{soapbox}
I believe a lot of companies are trying to establish a third place ( https://en.wikipedia.org/wiki/Third_place and https://www.joelonsoftware.com/2003/02/28/20030228/ ) to help transition new grads and young adults from a college atmosphere to a professional atmosphere... but putting a lot of emphasis on having that third place. Having it _also_ means that employees tend to stay later at work.
Things like https://www.woodworkingnetwork.com/custom-woodworking/cabine...
These are ways to use excess money in a way that rewards employees and makes some of the aspects hard to leave ("I could switch companies but then I'd lose the woodshop!") but it also sets up another set of problems in the nature of the third place - that its not work.
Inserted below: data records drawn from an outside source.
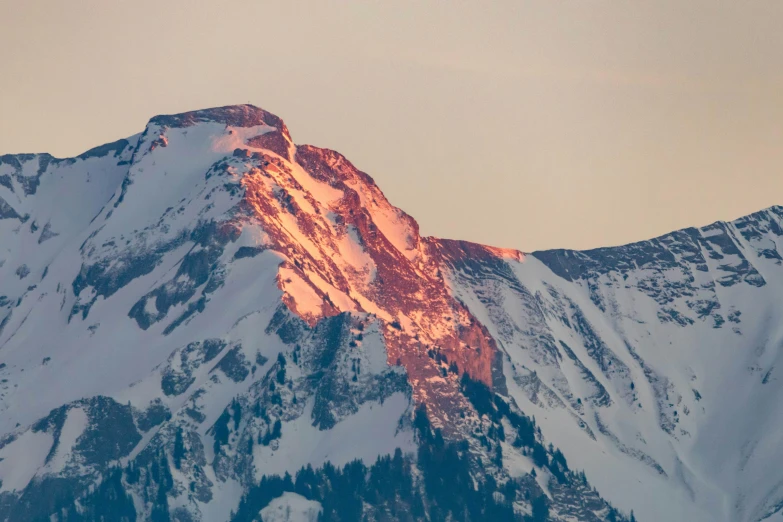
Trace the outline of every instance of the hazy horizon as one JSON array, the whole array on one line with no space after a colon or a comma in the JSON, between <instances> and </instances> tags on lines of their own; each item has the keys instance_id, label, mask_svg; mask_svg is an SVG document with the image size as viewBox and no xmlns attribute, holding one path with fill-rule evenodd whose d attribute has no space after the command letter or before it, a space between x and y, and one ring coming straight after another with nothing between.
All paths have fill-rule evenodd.
<instances>
[{"instance_id":1,"label":"hazy horizon","mask_svg":"<svg viewBox=\"0 0 783 522\"><path fill-rule=\"evenodd\" d=\"M783 203L778 2L0 5L0 154L251 103L426 235L586 249Z\"/></svg>"}]
</instances>

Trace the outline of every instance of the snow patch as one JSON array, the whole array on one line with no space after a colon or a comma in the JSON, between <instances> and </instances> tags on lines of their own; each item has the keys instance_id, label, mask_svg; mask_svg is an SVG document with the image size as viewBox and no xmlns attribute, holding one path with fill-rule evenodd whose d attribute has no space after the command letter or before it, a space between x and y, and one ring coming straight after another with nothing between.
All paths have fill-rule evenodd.
<instances>
[{"instance_id":1,"label":"snow patch","mask_svg":"<svg viewBox=\"0 0 783 522\"><path fill-rule=\"evenodd\" d=\"M26 431L0 449L0 493L21 491L43 466L54 438L45 431Z\"/></svg>"},{"instance_id":2,"label":"snow patch","mask_svg":"<svg viewBox=\"0 0 783 522\"><path fill-rule=\"evenodd\" d=\"M343 466L354 459L372 463L380 455L415 451L413 434L400 430L400 418L410 407L404 393L394 393L383 404L368 401L359 411L332 429L320 431L312 425L311 400L304 413L293 421L283 423L283 437L279 447L255 446L253 461L257 478L262 475L295 474L301 467L311 464L319 467L326 461Z\"/></svg>"},{"instance_id":3,"label":"snow patch","mask_svg":"<svg viewBox=\"0 0 783 522\"><path fill-rule=\"evenodd\" d=\"M321 511L319 502L286 491L261 510L261 518L264 522L317 522Z\"/></svg>"},{"instance_id":4,"label":"snow patch","mask_svg":"<svg viewBox=\"0 0 783 522\"><path fill-rule=\"evenodd\" d=\"M87 427L87 413L82 408L71 408L60 432L60 441L54 458L46 466L46 472L59 473L71 458L72 450L79 436Z\"/></svg>"}]
</instances>

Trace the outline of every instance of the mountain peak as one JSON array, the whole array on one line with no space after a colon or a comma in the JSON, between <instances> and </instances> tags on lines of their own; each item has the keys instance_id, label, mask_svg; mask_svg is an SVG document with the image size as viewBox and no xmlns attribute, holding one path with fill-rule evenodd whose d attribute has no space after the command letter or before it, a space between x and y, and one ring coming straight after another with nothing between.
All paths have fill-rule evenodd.
<instances>
[{"instance_id":1,"label":"mountain peak","mask_svg":"<svg viewBox=\"0 0 783 522\"><path fill-rule=\"evenodd\" d=\"M422 238L341 154L295 146L277 116L241 105L156 116L128 156L108 204L90 216L96 228L79 249L69 323L97 321L102 300L153 273L125 316L148 335L188 337L219 300L225 274L268 252L276 288L267 296L310 328L338 315L372 317L389 366L411 375L416 401L444 432L469 407L462 374L503 389L497 346L440 270L471 249ZM65 236L57 223L52 232ZM170 256L184 245L192 248L184 258ZM168 259L176 269L158 273Z\"/></svg>"},{"instance_id":2,"label":"mountain peak","mask_svg":"<svg viewBox=\"0 0 783 522\"><path fill-rule=\"evenodd\" d=\"M166 127L190 127L203 122L222 123L230 127L269 125L288 133L285 123L278 116L249 104L225 105L180 114L161 114L150 119L150 123Z\"/></svg>"}]
</instances>

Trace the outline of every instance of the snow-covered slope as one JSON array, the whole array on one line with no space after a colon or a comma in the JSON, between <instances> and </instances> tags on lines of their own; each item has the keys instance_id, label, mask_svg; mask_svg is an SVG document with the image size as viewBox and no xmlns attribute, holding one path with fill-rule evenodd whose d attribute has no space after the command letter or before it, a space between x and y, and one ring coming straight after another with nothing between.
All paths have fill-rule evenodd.
<instances>
[{"instance_id":1,"label":"snow-covered slope","mask_svg":"<svg viewBox=\"0 0 783 522\"><path fill-rule=\"evenodd\" d=\"M398 448L415 470L423 405L520 517L621 519L592 485L640 520L760 520L783 505L781 218L590 252L421 237L252 106L0 157L0 519L119 491L140 520L229 520L274 474ZM260 516L331 512L303 491Z\"/></svg>"},{"instance_id":2,"label":"snow-covered slope","mask_svg":"<svg viewBox=\"0 0 783 522\"><path fill-rule=\"evenodd\" d=\"M757 521L783 507L781 219L466 256L451 280L510 394L607 498L640 520Z\"/></svg>"}]
</instances>

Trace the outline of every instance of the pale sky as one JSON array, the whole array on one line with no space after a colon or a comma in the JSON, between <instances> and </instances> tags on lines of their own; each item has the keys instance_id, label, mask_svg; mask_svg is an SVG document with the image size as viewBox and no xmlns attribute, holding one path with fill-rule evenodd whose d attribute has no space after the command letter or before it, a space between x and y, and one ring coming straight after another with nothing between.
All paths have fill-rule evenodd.
<instances>
[{"instance_id":1,"label":"pale sky","mask_svg":"<svg viewBox=\"0 0 783 522\"><path fill-rule=\"evenodd\" d=\"M0 0L0 154L252 103L422 233L532 251L783 204L783 2Z\"/></svg>"}]
</instances>

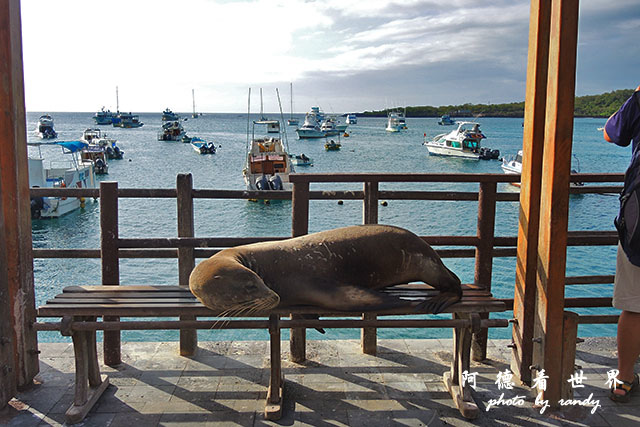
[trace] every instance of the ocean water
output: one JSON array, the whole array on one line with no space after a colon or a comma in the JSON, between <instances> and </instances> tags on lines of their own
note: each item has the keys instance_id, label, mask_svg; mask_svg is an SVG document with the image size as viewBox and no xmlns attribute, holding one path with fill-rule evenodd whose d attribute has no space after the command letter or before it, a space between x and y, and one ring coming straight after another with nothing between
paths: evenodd
<instances>
[{"instance_id":1,"label":"ocean water","mask_svg":"<svg viewBox=\"0 0 640 427\"><path fill-rule=\"evenodd\" d=\"M27 114L29 142L38 141L33 129L41 113ZM82 131L95 127L92 113L51 113L58 140L77 140ZM161 113L140 114L144 126L119 129L100 126L103 132L118 140L125 152L123 160L109 162L109 174L99 180L117 181L120 188L175 188L178 173L191 173L194 188L244 189L242 168L246 153L246 114L205 114L184 122L187 133L220 145L215 155L199 155L190 144L158 141ZM271 115L276 118L279 115ZM253 117L252 117L253 118ZM257 118L257 117L256 117ZM303 119L301 115L299 117ZM522 147L522 119L480 118L487 136L485 146L499 149L510 156ZM604 119L580 118L574 122L573 167L581 172L624 172L630 159L630 149L604 142L597 128ZM423 135L434 136L450 131L451 126L437 124L436 118L409 118L408 129L400 133L385 131L385 118L358 118L350 125L349 137L341 138L342 149L324 150L324 140L298 140L294 127L286 126L291 153L304 153L314 160L312 167L298 167L298 172L420 172L420 173L502 173L500 162L465 161L429 156L422 145ZM30 153L36 150L29 148ZM59 147L42 147L47 160L63 160ZM35 153L35 151L34 151ZM32 153L32 154L34 154ZM312 189L361 189L361 184L323 184ZM477 190L477 184L381 184L381 189ZM510 185L500 185L499 191L514 192ZM291 233L291 203L271 204L245 200L196 200L196 236L289 236ZM618 200L612 195L574 195L570 199L569 230L613 230L613 218ZM499 202L496 217L497 236L517 234L517 202ZM390 200L379 207L379 222L410 229L420 235L473 235L476 233L477 202L400 201ZM310 232L359 224L362 222L362 202L311 201ZM121 237L172 237L176 235L176 203L170 199L121 199L119 211ZM33 244L36 248L99 248L99 204L88 201L85 209L62 218L34 220ZM463 282L473 281L473 259L445 259ZM36 303L41 304L62 287L74 284L99 284L100 264L97 259L35 259ZM568 249L567 275L613 274L615 247L572 247ZM175 259L123 259L120 282L133 284L176 284L178 271ZM496 296L513 297L515 258L495 258L492 289ZM612 285L567 287L567 296L611 295ZM577 309L580 313L616 313L613 309ZM504 313L509 317L510 313ZM615 334L615 325L580 325L580 336ZM449 337L451 331L381 329L385 337ZM356 338L358 330L328 330L320 335L309 331L309 339ZM492 329L490 336L507 338L508 329ZM63 341L58 333L43 333L41 341ZM201 340L268 339L265 331L199 331ZM124 340L171 341L178 339L175 331L126 331Z\"/></svg>"}]
</instances>

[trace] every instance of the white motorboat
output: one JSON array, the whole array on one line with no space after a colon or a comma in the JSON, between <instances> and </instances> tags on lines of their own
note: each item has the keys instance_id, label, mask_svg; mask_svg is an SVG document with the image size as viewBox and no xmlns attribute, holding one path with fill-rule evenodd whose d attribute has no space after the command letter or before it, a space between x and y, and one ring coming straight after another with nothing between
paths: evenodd
<instances>
[{"instance_id":1,"label":"white motorboat","mask_svg":"<svg viewBox=\"0 0 640 427\"><path fill-rule=\"evenodd\" d=\"M490 152L486 154L487 150L480 147L480 141L484 138L486 137L480 131L480 123L459 122L456 130L436 135L432 140L427 140L425 134L423 144L426 145L431 155L462 157L471 160L492 158L493 151L489 150ZM500 152L497 152L497 156L499 155Z\"/></svg>"},{"instance_id":2,"label":"white motorboat","mask_svg":"<svg viewBox=\"0 0 640 427\"><path fill-rule=\"evenodd\" d=\"M137 114L118 113L113 118L113 127L117 128L132 129L139 128L143 125L144 123L140 121L140 118Z\"/></svg>"},{"instance_id":3,"label":"white motorboat","mask_svg":"<svg viewBox=\"0 0 640 427\"><path fill-rule=\"evenodd\" d=\"M320 129L320 122L317 115L312 112L304 117L304 123L296 129L299 139L324 138L324 132Z\"/></svg>"},{"instance_id":4,"label":"white motorboat","mask_svg":"<svg viewBox=\"0 0 640 427\"><path fill-rule=\"evenodd\" d=\"M336 125L335 119L332 117L327 117L320 124L320 132L322 132L324 136L335 136L340 133L340 130Z\"/></svg>"},{"instance_id":5,"label":"white motorboat","mask_svg":"<svg viewBox=\"0 0 640 427\"><path fill-rule=\"evenodd\" d=\"M576 159L577 167L574 168L572 165L571 173L580 173L580 162L578 161L578 158L575 157L575 155L574 155L574 158ZM522 174L522 150L518 150L518 154L516 154L514 157L503 158L502 165L500 165L500 167L502 168L502 171L506 174L510 174L510 175ZM512 182L511 184L515 185L516 187L520 187L519 182ZM569 186L571 188L583 187L584 182L571 182Z\"/></svg>"},{"instance_id":6,"label":"white motorboat","mask_svg":"<svg viewBox=\"0 0 640 427\"><path fill-rule=\"evenodd\" d=\"M116 145L118 141L107 137L107 134L102 133L100 129L85 129L80 140L89 144L89 147L100 147L109 160L121 160L124 156L124 151Z\"/></svg>"},{"instance_id":7,"label":"white motorboat","mask_svg":"<svg viewBox=\"0 0 640 427\"><path fill-rule=\"evenodd\" d=\"M518 150L518 154L516 154L515 157L503 157L500 167L506 174L520 175L522 173L522 150ZM514 182L513 185L519 186L520 183Z\"/></svg>"},{"instance_id":8,"label":"white motorboat","mask_svg":"<svg viewBox=\"0 0 640 427\"><path fill-rule=\"evenodd\" d=\"M389 111L387 114L387 132L400 132L407 128L404 115L398 111Z\"/></svg>"},{"instance_id":9,"label":"white motorboat","mask_svg":"<svg viewBox=\"0 0 640 427\"><path fill-rule=\"evenodd\" d=\"M347 114L346 122L348 125L355 125L358 123L358 116L355 114Z\"/></svg>"},{"instance_id":10,"label":"white motorboat","mask_svg":"<svg viewBox=\"0 0 640 427\"><path fill-rule=\"evenodd\" d=\"M191 138L191 146L198 154L216 154L216 145L213 142L207 142L197 136Z\"/></svg>"},{"instance_id":11,"label":"white motorboat","mask_svg":"<svg viewBox=\"0 0 640 427\"><path fill-rule=\"evenodd\" d=\"M36 133L41 139L54 139L58 137L58 133L53 129L53 119L48 114L43 114L38 119L36 125Z\"/></svg>"},{"instance_id":12,"label":"white motorboat","mask_svg":"<svg viewBox=\"0 0 640 427\"><path fill-rule=\"evenodd\" d=\"M103 147L87 145L80 151L80 159L82 159L83 162L92 163L96 175L106 175L109 173L107 155Z\"/></svg>"},{"instance_id":13,"label":"white motorboat","mask_svg":"<svg viewBox=\"0 0 640 427\"><path fill-rule=\"evenodd\" d=\"M289 154L289 158L291 159L291 163L296 166L313 166L313 159L311 157L307 157L304 153Z\"/></svg>"},{"instance_id":14,"label":"white motorboat","mask_svg":"<svg viewBox=\"0 0 640 427\"><path fill-rule=\"evenodd\" d=\"M165 122L162 124L162 130L158 132L158 141L182 141L184 135L185 131L179 120Z\"/></svg>"},{"instance_id":15,"label":"white motorboat","mask_svg":"<svg viewBox=\"0 0 640 427\"><path fill-rule=\"evenodd\" d=\"M81 151L87 147L85 142L66 141L55 145L69 157L68 161L51 161L45 166L40 146L37 155L29 156L29 187L31 188L94 188L96 177L93 163L83 161ZM82 197L32 197L32 218L55 218L84 207Z\"/></svg>"}]
</instances>

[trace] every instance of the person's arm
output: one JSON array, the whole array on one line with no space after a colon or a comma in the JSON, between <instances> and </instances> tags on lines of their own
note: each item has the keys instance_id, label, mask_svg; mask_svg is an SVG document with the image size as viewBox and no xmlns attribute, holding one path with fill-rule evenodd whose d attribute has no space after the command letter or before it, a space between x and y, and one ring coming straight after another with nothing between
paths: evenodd
<instances>
[{"instance_id":1,"label":"person's arm","mask_svg":"<svg viewBox=\"0 0 640 427\"><path fill-rule=\"evenodd\" d=\"M635 92L640 91L638 86ZM602 136L605 141L611 142L621 146L627 146L631 142L631 135L629 134L630 117L638 115L638 103L633 100L633 95L620 107L618 111L613 113L604 125Z\"/></svg>"}]
</instances>

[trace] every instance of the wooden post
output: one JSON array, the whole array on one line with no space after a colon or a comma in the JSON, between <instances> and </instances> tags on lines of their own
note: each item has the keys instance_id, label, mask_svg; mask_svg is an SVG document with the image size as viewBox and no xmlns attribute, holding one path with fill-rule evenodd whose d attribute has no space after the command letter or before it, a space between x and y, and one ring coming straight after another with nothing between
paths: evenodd
<instances>
[{"instance_id":1,"label":"wooden post","mask_svg":"<svg viewBox=\"0 0 640 427\"><path fill-rule=\"evenodd\" d=\"M545 147L540 198L533 363L549 376L543 398L562 397L569 177L575 99L578 0L552 0ZM539 342L538 342L539 341Z\"/></svg>"},{"instance_id":2,"label":"wooden post","mask_svg":"<svg viewBox=\"0 0 640 427\"><path fill-rule=\"evenodd\" d=\"M491 291L491 273L493 271L493 240L496 223L496 193L495 182L481 182L478 193L478 246L476 247L476 268L474 283L483 285ZM489 314L483 313L482 319L488 319ZM473 334L471 343L472 357L475 361L487 358L487 328L480 329Z\"/></svg>"},{"instance_id":3,"label":"wooden post","mask_svg":"<svg viewBox=\"0 0 640 427\"><path fill-rule=\"evenodd\" d=\"M178 237L194 237L193 219L193 177L191 174L178 174L177 177ZM195 267L192 247L178 248L178 283L189 287L189 275ZM180 316L181 320L196 320L195 316ZM180 355L193 356L198 348L198 331L180 329Z\"/></svg>"},{"instance_id":4,"label":"wooden post","mask_svg":"<svg viewBox=\"0 0 640 427\"><path fill-rule=\"evenodd\" d=\"M363 222L365 224L378 223L378 182L364 183L364 200L362 206ZM376 320L375 313L362 313L362 320ZM360 345L365 354L375 355L378 348L378 329L362 328L360 330Z\"/></svg>"},{"instance_id":5,"label":"wooden post","mask_svg":"<svg viewBox=\"0 0 640 427\"><path fill-rule=\"evenodd\" d=\"M100 257L102 258L102 284L120 284L120 262L118 255L118 183L100 183ZM118 317L105 316L107 321ZM104 363L115 366L121 363L120 331L105 331Z\"/></svg>"},{"instance_id":6,"label":"wooden post","mask_svg":"<svg viewBox=\"0 0 640 427\"><path fill-rule=\"evenodd\" d=\"M309 182L294 182L291 196L291 234L292 237L303 236L309 232ZM299 319L298 315L291 315L291 319ZM289 349L291 361L302 363L307 358L307 330L305 328L291 328Z\"/></svg>"},{"instance_id":7,"label":"wooden post","mask_svg":"<svg viewBox=\"0 0 640 427\"><path fill-rule=\"evenodd\" d=\"M551 0L531 0L511 370L531 385Z\"/></svg>"},{"instance_id":8,"label":"wooden post","mask_svg":"<svg viewBox=\"0 0 640 427\"><path fill-rule=\"evenodd\" d=\"M0 194L2 182L0 181ZM0 411L16 394L16 370L11 332L11 300L7 276L7 245L4 236L4 213L0 198Z\"/></svg>"},{"instance_id":9,"label":"wooden post","mask_svg":"<svg viewBox=\"0 0 640 427\"><path fill-rule=\"evenodd\" d=\"M39 370L37 334L31 327L36 309L21 34L20 2L0 1L0 198L6 262L3 271L8 283L0 311L9 316L10 322L4 327L11 334L0 335L0 339L4 336L0 346L4 347L3 353L10 351L13 359L0 365L0 378L7 381L9 393L14 381L18 388L30 386ZM2 372L6 372L4 377ZM3 403L0 401L0 406Z\"/></svg>"}]
</instances>

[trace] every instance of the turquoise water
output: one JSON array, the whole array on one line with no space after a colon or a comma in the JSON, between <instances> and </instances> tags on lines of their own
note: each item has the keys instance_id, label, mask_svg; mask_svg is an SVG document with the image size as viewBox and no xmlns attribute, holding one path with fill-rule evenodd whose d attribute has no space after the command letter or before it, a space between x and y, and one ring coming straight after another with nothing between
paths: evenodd
<instances>
[{"instance_id":1,"label":"turquoise water","mask_svg":"<svg viewBox=\"0 0 640 427\"><path fill-rule=\"evenodd\" d=\"M30 142L36 141L32 130L40 113L29 113ZM59 140L76 140L87 127L95 127L91 113L53 113ZM275 115L273 115L275 117ZM181 142L157 141L161 113L140 114L144 123L138 129L101 126L103 132L118 140L125 152L124 160L109 162L109 175L100 180L118 181L121 188L175 188L176 175L189 172L194 188L244 189L244 164L247 118L245 114L206 114L184 123L188 134L221 145L215 155L199 155ZM303 117L300 117L302 119ZM430 172L430 173L501 173L500 162L464 161L429 157L422 146L423 134L434 136L452 127L437 125L437 118L409 118L408 130L386 132L386 119L359 118L350 134L342 138L342 150L326 152L324 141L297 140L293 127L287 127L289 150L314 159L313 167L299 167L299 172ZM499 149L501 155L514 155L522 145L522 119L481 118L478 120L487 139L484 145ZM619 148L602 140L596 129L604 119L576 119L574 124L574 167L581 172L624 172L630 149ZM33 148L30 148L33 150ZM46 159L62 159L61 149L43 147ZM335 184L315 188L361 189L361 184ZM313 189L314 187L312 187ZM381 189L401 188L399 184L381 184ZM404 189L477 190L477 184L404 184ZM499 191L517 191L501 185ZM569 230L613 230L617 197L607 195L572 196ZM312 201L310 232L362 222L362 202ZM496 235L517 234L518 203L500 202L497 207ZM291 203L271 204L245 200L196 200L196 236L288 236L291 233ZM476 233L477 202L395 201L379 208L379 222L410 229L420 235L473 235ZM122 199L119 211L121 237L171 237L176 235L175 200ZM35 220L33 242L36 248L99 248L99 204L87 202L83 210L59 219ZM445 263L464 282L473 281L473 259L445 259ZM577 247L568 249L567 275L613 274L614 247ZM99 284L97 259L36 259L34 261L36 299L41 304L72 284ZM120 264L122 284L176 284L177 260L124 259ZM496 258L493 265L493 291L498 297L513 297L515 258ZM568 287L567 296L611 295L612 285ZM611 312L613 309L579 309L581 313ZM509 314L505 314L506 317ZM450 330L428 330L430 337L449 337ZM581 336L614 335L615 325L581 325ZM199 331L203 340L267 339L264 331ZM424 337L425 331L380 330L385 337ZM357 330L329 330L326 335L309 332L310 339L356 338ZM506 338L506 329L492 330L491 336ZM124 332L125 340L176 340L173 331ZM57 333L40 333L42 341L61 341Z\"/></svg>"}]
</instances>

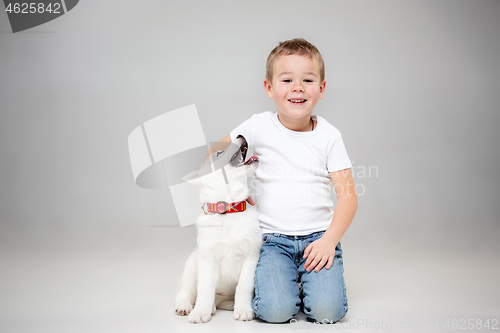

The coffee shop that you show up to outside of work shouldn't have a manager / employee relationship between the patrons, but the coffee shop on the campus of a big company - that's harder.
It is those third space encroachments where the company is sponsoring it and yet the company wanting to not be political / social / getting into those HR issues, but yet the invariably show up there that lead to articles about how the company is going to be not political, or that half the staff is leaving because the company took a certain stance in a not-3rd space.
These third space encroachments where company life is used as a substitute for one's own hobbies and stepping beyond the college life atmosphere is where companies have social problems.